Recuerdo cómo me enseñabas aquella lección de geografía, Arousa, el Grove y las Rías Bajas. Recuerdo ahora mismo, vivamente, como me hablabas de montes, pinos y secuoyas y sólo me fijaba en el mapa de tu cuerpo y me entraba el deseo de caminarte como si fueses un campo prohibido con sus montículos y esos guardias con sus uniformes verdes que nos vigilaban.

He ido hasta la ermita a buscar las conchas albas, aquellas tan escritas de amores imposibles, de amores que se llevó el viento y los estrelló contra las algas. Y ellas los recogieron y los llevaron en volandas hasta el fin del mundo, ese que un poco más arriba finiquita el planeta tierra con nieblas en las que respiran, a una, todas las hadas.

Aquí la luz se hace redonda cuando, sobre las ocho, miro cómo la arena deja de brillar, porque se empieza a morir el día y la temperatura comienza a relajarse con un sol que ya es sólo un pulpo sin ojos y ya no es, hasta mañana, ese manantial de luz, jabones y agua. Así se marchó aquel día en el que el amor era una chica con turbante y un tímido estudiante que sólo sabía conjugar los nenúfares y las barcas. 

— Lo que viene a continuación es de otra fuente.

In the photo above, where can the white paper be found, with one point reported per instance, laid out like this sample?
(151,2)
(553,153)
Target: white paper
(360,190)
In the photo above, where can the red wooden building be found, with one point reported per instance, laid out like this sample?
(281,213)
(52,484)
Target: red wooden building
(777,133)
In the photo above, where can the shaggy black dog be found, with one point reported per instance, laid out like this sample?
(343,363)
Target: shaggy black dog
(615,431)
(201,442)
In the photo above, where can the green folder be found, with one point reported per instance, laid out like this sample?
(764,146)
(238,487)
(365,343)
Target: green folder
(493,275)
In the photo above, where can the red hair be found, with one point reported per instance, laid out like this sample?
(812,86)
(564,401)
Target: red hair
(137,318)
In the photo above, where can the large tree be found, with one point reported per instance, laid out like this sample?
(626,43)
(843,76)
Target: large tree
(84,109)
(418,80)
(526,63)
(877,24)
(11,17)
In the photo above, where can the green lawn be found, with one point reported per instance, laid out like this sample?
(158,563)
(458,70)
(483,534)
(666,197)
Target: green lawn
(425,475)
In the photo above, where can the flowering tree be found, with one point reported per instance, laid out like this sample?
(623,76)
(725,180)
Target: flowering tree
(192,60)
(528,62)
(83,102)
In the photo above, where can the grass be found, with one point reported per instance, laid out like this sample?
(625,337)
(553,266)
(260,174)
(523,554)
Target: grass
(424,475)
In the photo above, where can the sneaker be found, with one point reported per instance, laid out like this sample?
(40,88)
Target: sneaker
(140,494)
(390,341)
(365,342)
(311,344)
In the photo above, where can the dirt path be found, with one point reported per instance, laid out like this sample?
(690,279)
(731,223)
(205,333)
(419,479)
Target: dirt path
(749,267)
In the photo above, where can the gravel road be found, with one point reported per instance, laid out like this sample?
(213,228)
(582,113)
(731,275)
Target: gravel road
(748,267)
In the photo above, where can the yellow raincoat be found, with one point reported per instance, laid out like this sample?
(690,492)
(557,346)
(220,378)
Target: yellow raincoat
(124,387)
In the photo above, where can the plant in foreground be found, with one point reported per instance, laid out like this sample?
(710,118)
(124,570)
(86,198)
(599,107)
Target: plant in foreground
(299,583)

Voy a marcharme ahora mismo y pasaré el puente con decisión, cómo no, mientras pregunto por ti, a aquellas mujeres hermosas que guardan los abalorios en los mandiles de colores vivos, llenos de rayas. Como si aún estuviese lejos el futuro, como si aún nos quedase tiempo para comprarte miles de sortijas, de collares, de baratijas, como si aún te regañasen tus padres, por hablar con cualquier jovencito con vaqueros y una camisa de seda desabrochada.

Hoy, créetelo, he pensado en ti al volver a la Toja, porque el aire aún olía a ti, a los nardos, a los pinos, a las rosas, a las margaritas, a esa camiseta: los Beatles atravesando Abbey Road sobre tus pechos intangibles, como si les dieses tú el permiso de colarse en nuestras vidas, sonando para siempre “I want you” cada mañana.

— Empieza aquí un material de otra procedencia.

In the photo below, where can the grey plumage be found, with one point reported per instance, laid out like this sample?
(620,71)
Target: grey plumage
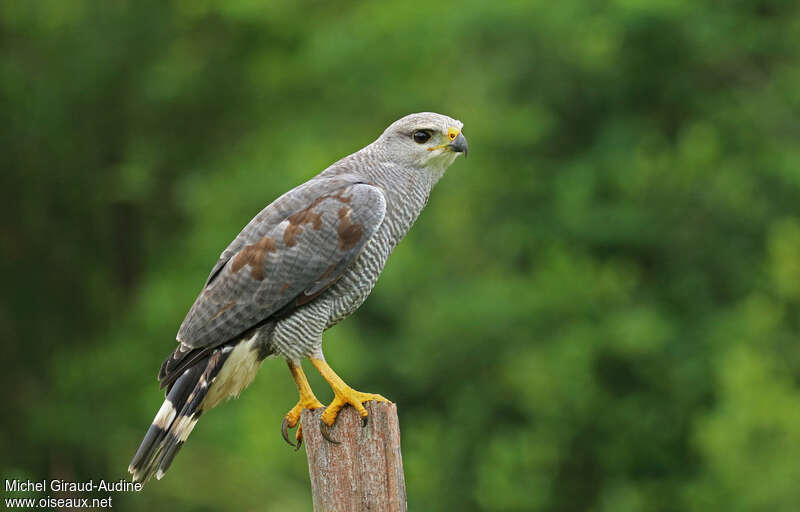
(304,263)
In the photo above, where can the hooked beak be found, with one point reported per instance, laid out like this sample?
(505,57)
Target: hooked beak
(459,145)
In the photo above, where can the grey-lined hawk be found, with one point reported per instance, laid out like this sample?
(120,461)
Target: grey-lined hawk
(304,263)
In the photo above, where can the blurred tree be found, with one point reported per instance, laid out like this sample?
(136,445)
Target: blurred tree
(604,296)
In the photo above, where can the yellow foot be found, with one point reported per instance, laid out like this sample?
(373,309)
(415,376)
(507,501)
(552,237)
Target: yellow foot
(292,419)
(343,395)
(307,401)
(349,396)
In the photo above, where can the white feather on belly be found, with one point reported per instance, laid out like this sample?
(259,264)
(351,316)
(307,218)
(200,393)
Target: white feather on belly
(237,372)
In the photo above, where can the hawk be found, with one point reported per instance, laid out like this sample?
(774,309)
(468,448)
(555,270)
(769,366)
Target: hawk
(304,263)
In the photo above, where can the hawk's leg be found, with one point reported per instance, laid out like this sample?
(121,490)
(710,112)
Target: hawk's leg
(343,395)
(307,401)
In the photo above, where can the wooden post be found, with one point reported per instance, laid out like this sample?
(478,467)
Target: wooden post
(362,473)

Lloraste, entonces al despedirte y pensé que era el grito de una ninfa. Lloraste como si supieras que aquello tan hermoso sólo sería un soplo en nuestra vida, ese que va empujando la barca hasta que zozobre sobre el agua azul de esta ría. Sepas que, ahora mismo, te estoy escribiendo en esta hermosísima Liliput y te respiro en el aire fresquísimo que me acaricia con sus manos de viento, con ternura.

 Y de repente me pongo a preguntarme si exististe alguna vez, si caminaste sobre esta isla de ensueño, si nos quisimos tanto como digo, si tus besos eran o no el inicio del camino. Eres tan perfecta en mi recuerdo que aún me lo pregunto. Porque después no hubo nada, pero entonces… estábamos al raso y puros.